Internet services include being able to connect to your Flickr, Webshots, Facebook, Picasa, Photobucket, or MSN photo sharing services. There are also news, weather, and sports channels and you can add RSS feeds of your favourite websites. There's a fair amount of signing up and logging in to a variety of different auxiliary services to get everything working but once set up it's easy to switch between viewing your favourite Facebook pics to quickly checking the weather before you head out.
In truth, the news and sports feeds, in particular, are of little use as each story is presented on a separate page yet consists of little more than a headline. Couple that with the fact it takes a few seconds to load each page and things can quickly become tiresome when just trying to catch up with half a dozen stories. Still, if you don't have a PC, notebook, or phone to hand, the W1020 does at least provide a way of accessing an impressive level of functionality.

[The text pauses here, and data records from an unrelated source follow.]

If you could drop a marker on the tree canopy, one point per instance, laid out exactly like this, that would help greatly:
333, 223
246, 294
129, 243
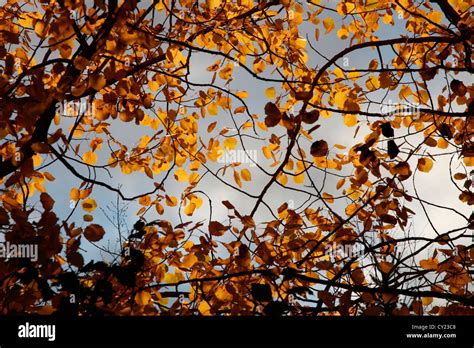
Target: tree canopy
286, 157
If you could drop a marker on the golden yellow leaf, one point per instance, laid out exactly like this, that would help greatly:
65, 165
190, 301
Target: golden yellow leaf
74, 194
90, 157
181, 175
213, 4
142, 298
189, 260
94, 232
213, 109
237, 178
299, 179
350, 120
204, 308
425, 164
171, 201
230, 143
246, 175
328, 24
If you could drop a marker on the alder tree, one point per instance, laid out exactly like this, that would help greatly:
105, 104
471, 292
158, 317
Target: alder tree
355, 118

Of course, all these extras would be pointless if the W1020 couldn't provide half decent picture quality so it's good to see that Kodak hasn't totally let itself down on this front. As mentioned before, detail isn't incredible, but images are bright with vivid yet reasonably natural colours, black levels are good and backlight bleed is minimal. Viewing angles are also decent with images remaining visible with minimal colour shift when looking at the frame from the left, right, or top (when the frame is in landscape). However, looking up at the bottom you basically can't see anything. Now, this may not seem like too much of a problem at first but if you turn the frame to portrait, the bottom now becomes the left, leaving you with severely diminished image quality when looking from any position left of the frame.

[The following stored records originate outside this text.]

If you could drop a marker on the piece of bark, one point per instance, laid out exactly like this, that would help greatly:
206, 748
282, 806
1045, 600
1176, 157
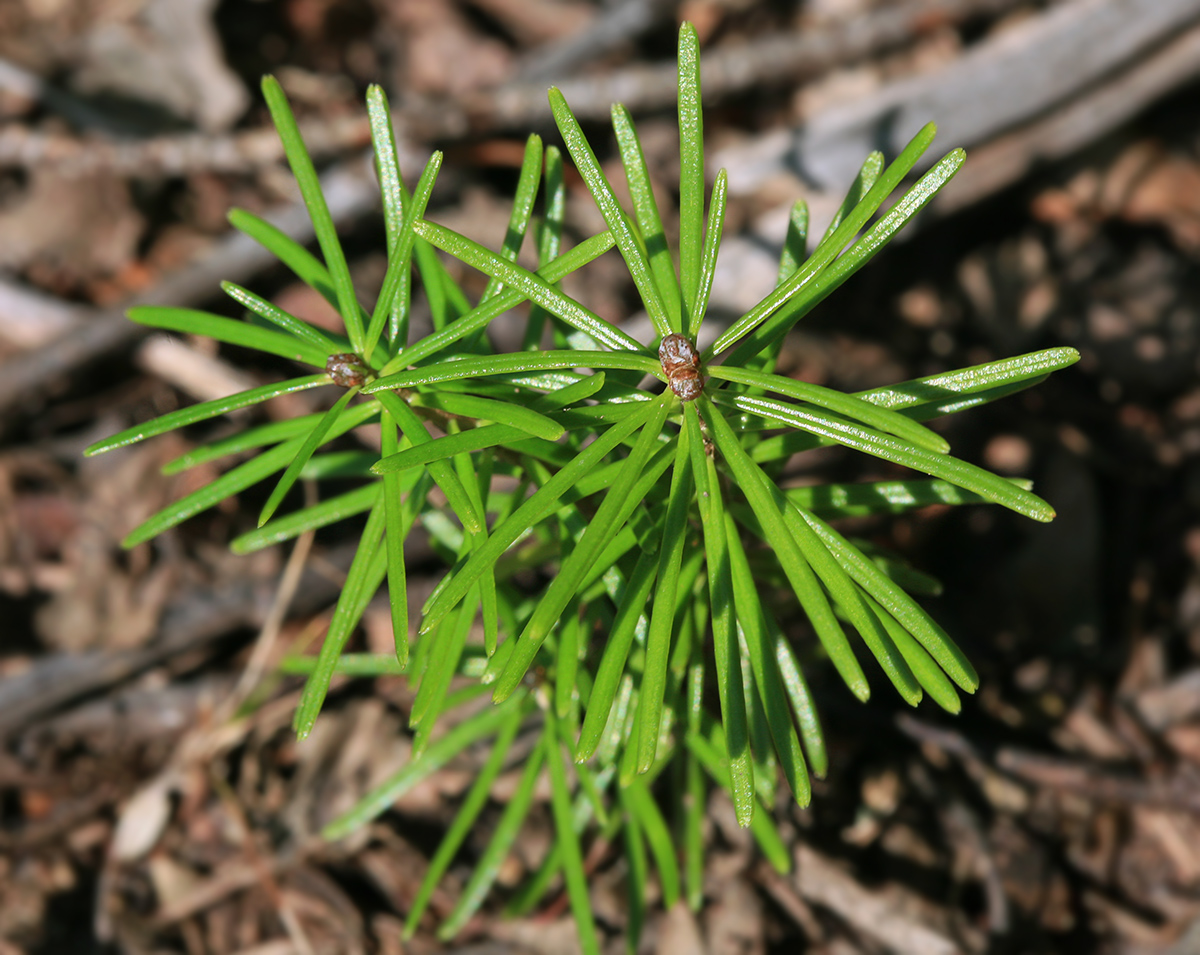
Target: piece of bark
1021, 73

It's for this reason, along with the resolution issues, that we're still not convinced that forking out £107 for one of these frames is entirely good value. Not until the resolution improves and the screen technology moves to something that isn't affected by viewing angles (i.e. OLED, or colour e-ink) will we consider it. That said, if you are in the market for one of these frames, this is among the best we've seen. It's full to the brim with useful features, looks elegant, is well made and has reasonable image quality.
Kodak's EasyShare W1020 is as feature-packed a digital photo frame as we've seen and, although some features may not prove to be overly useful, we can't help but be impressed by this. Add in a comparatively fair price and you have a frame that's definitely worth considering.